A l'appui de leur demande, Monsieur et Madame [O] font valoir qu'ils ont constaté un dégât des eaux dans l'appartement situé [Adresse 6] à [Localité 4] dont ils sont propriétaires. Faute d'avoir pu établir un constat avec Monsieur [U] [T], occupant l'appartement situé au-dessus du leur, ni obtenir de sa part les coordonnées de son assureur, ils estiment disposer d'un motif légitime à voir organiser une expertise. La mission qu'ils sollicitent comprend notamment la désignation par le juge d'un huissier pour assister l'expert au cas où Monsieur [T] ne donnerait pas accès à son appartement.

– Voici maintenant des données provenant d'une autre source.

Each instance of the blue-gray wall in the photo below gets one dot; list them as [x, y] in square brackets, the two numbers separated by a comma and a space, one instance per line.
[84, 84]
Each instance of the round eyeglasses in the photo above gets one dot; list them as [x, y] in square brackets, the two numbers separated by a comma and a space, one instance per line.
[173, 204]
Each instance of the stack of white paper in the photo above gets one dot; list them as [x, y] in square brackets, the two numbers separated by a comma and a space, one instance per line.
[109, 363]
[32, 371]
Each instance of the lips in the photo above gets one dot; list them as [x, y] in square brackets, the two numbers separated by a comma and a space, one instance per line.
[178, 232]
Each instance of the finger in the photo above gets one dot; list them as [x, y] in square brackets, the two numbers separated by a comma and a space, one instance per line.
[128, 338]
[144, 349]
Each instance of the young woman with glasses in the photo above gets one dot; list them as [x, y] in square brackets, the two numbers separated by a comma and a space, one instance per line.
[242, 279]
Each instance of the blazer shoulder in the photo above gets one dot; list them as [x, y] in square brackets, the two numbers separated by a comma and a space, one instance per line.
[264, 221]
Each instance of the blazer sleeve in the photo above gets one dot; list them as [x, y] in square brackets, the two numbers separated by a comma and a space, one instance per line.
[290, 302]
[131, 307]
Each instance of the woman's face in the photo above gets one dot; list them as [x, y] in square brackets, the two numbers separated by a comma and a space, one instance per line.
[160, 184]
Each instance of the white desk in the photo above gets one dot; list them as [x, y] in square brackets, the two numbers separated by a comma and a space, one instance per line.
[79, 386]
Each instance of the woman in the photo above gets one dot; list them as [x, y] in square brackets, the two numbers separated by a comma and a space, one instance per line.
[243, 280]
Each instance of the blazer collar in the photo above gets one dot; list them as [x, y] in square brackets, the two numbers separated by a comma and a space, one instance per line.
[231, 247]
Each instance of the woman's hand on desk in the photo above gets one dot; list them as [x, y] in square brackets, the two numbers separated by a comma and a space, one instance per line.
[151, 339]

Par ordonnance de référé réputée contradictoire du 17 janvier 2023, la présidente du tribunal judiciaire de Nancy a :
- rejeté la demande d'expertise présentée par Monsieur et Madame [O],
- rejeté leur demande au titre de l'article 700 du code de procédure civile,
- condamné Monsieur et Madame [O] aux dépens.
Pour statuer ainsi, la présidente du tribunal a rappelé que s'il ne pouvait être exigé des demandeurs de rapporter la preuve dont la recherche était précisément l'objet de la mesure d'instruction sollicitée, ils devaient à tout le moins démontrer que le litige qui les oppose au défendeur n'est pas dépourvu de toute perspective.
Elle a retenu qu'en l'absence de tout élément objectif établissant, sinon leur qualité de propriétaires, à tout le moins l'existence d'un dégât des eaux et la situation de l'appartement du défendeur par rapport au leur, d'autre part la qualité de propriétaire occupant de Monsieur [T] ou l'existence d'un locataire pouvant être assuré en garantie dégât des eaux, les époux [O] ne justifiaient d'aucun motif légitime à obtenir que soit ordonnée une expertise.
Par déclaration reçue au greffe de la cour, sous la forme électronique, le 7 février 2023, Monsieur et Madame [O] ont relevé appel de cette ordonnance.
Bien que la déclaration d'appel et les conclusions d'appelants lui aient été signifiées le 10 mars 2023 par dépôt en l'étude, Monsieur [T] n'a pas constitué avocat.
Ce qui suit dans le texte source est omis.